I hate snakes, Jock. I hate ‘em.
Raiders of the Lost Ark
How did Indiana Jones come to hate snakes? Well, thanks to the discovery of the Indiana Jones Story Conference we now know. Here is the evolution of an idea as transcribed in 1978 in an exchange between Steven Speilberg, George Lucas, and Lawrence Kasden. Leading up to this exchange they have decided to shut Jones inside the “Well of Souls” with a couple torches and think of ways to terrorize him.
G — … The idea of the Nazis putting tigers in there…You know what it’s like to fly in a tiger from South Africa.
S — It would have to be a neighborhood tiger.
G — There aren’t any tigers out there.
S — I’m not in love with the idea.
G — You could have bats and stuff, make it slightly spooky.
S — I like the idea of, while the water’s rising, he climbs up onto the rocks, he sees a column which is weak, he finds a rock and pulls it out of the wall. He begins pounding away at the column as the water is rising. His hands are all bloody. He’s able to loosen the column so that it falls through a wall or through the door.
G — And then all the water rushes though?
S — And he swims with the water. It’s a waterfall.
G — The only problem with the water is it’s going to be hard to do, and it’s going to be hard to rationalize it. We can’t. We can call it the temple of life and establish that it has a lot of water in it. But, at the same time, it’s like the sand. Plus it’s such a classic thing.
S — What about snakes? All these snakes come out.
G — People hate snakes. Possibly when he gets down there in the first place.
S — It’s like hundred of thousands of snakes.
(They continue to develop the idea and then work their way backwards to make sure the snake scene is properly foreshadowed by letting the audience know early on that Jones hates snakes. That allows for maximum impact during the “Well of Souls” scene.)
G –It should be slightly amusing that he hates snakes, and then he opens this up, “I can’t go down there. Why did there have to be snakes, Anything but snakes.” You can play it for comedy. The one thing that could happen is he gets trapped with all these snakes.

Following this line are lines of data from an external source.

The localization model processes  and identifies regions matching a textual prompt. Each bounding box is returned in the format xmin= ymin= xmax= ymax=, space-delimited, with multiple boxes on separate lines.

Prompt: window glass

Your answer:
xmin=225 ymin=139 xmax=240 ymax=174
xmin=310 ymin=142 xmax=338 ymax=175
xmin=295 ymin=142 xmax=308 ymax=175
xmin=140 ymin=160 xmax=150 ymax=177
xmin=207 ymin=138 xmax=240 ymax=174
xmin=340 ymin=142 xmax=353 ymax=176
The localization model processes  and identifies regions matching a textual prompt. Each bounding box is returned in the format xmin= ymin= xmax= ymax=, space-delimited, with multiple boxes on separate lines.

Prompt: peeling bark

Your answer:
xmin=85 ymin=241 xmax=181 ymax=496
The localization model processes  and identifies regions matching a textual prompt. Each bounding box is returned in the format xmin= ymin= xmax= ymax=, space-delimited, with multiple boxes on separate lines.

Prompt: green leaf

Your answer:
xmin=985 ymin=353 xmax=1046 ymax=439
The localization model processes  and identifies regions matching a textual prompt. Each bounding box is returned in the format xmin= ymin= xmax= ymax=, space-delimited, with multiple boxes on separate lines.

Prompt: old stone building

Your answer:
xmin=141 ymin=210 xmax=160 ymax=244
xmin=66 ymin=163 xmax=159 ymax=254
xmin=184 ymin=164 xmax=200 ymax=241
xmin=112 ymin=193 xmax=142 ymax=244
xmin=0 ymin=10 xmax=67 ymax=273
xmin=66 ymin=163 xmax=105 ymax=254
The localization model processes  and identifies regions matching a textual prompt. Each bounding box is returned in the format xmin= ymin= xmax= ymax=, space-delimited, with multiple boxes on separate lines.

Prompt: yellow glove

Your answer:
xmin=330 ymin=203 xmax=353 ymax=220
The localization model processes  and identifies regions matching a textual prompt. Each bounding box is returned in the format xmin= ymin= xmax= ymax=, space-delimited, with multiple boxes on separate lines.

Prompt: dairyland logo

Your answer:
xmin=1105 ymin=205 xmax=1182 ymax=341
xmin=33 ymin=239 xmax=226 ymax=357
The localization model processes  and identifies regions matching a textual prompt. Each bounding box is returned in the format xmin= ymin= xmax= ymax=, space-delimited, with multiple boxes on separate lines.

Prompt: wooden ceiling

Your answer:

S –Another thing that would be interesting for complete abject terror, as you see these thousands of snakes, you cut to macro insert shots, snakes laying eggs, little snakes hatching, two snakes eating each other. All this propagation is going on inside this huge tomb.
In the screenplay the set up that Indy hates snakes is on page 11 and the payoff happens on page 63. And they save the pay off when it will have the maximum impact—as Indy is close to the very thing he is after the Ark of the Covenant. This is how the script describes the scene:
The Ark must be in that stone case. What’s that gray
stuff all over the floor –
He breaks off realizing exactly what that carpet is. He blanches. Indiana Jones blanches.
Indy drops his torch on the floor of the Well. This is answered by the most horrific HISSING imaginable.
WHAT HE SEES. That thick carpet of moving. It’s alive. It’s thousands and thousands of deadly poisonous snakes—Egyptian asps. And the only thing that seems capable of avoiding this venomous groundcover is the alter. The snakes ebb and flow near it, but never encroach on it, as though repelled by some invisible force.
Indy shakes his head and talks to himself.
Why snakes? Why did it have to be snakes.
Though I first saw that movie when it was released almost 30 years ago I remember the creepy (yet humorous) impact that scene had on me. (Though I’m not sure why the screenwriter used the word “blanches” at that moment other than I think he used to teach high school English. I would prefer “His face instantly goes pale.”)
It was a great movie moment and now you know there is no mystical place screenwriters go to for great ideas. They simple kick ideas around using their back ground and knowledge until they land on what they think will work best. The results aren’t usually as good as Raiders of the Lost Ark, but the process is the same.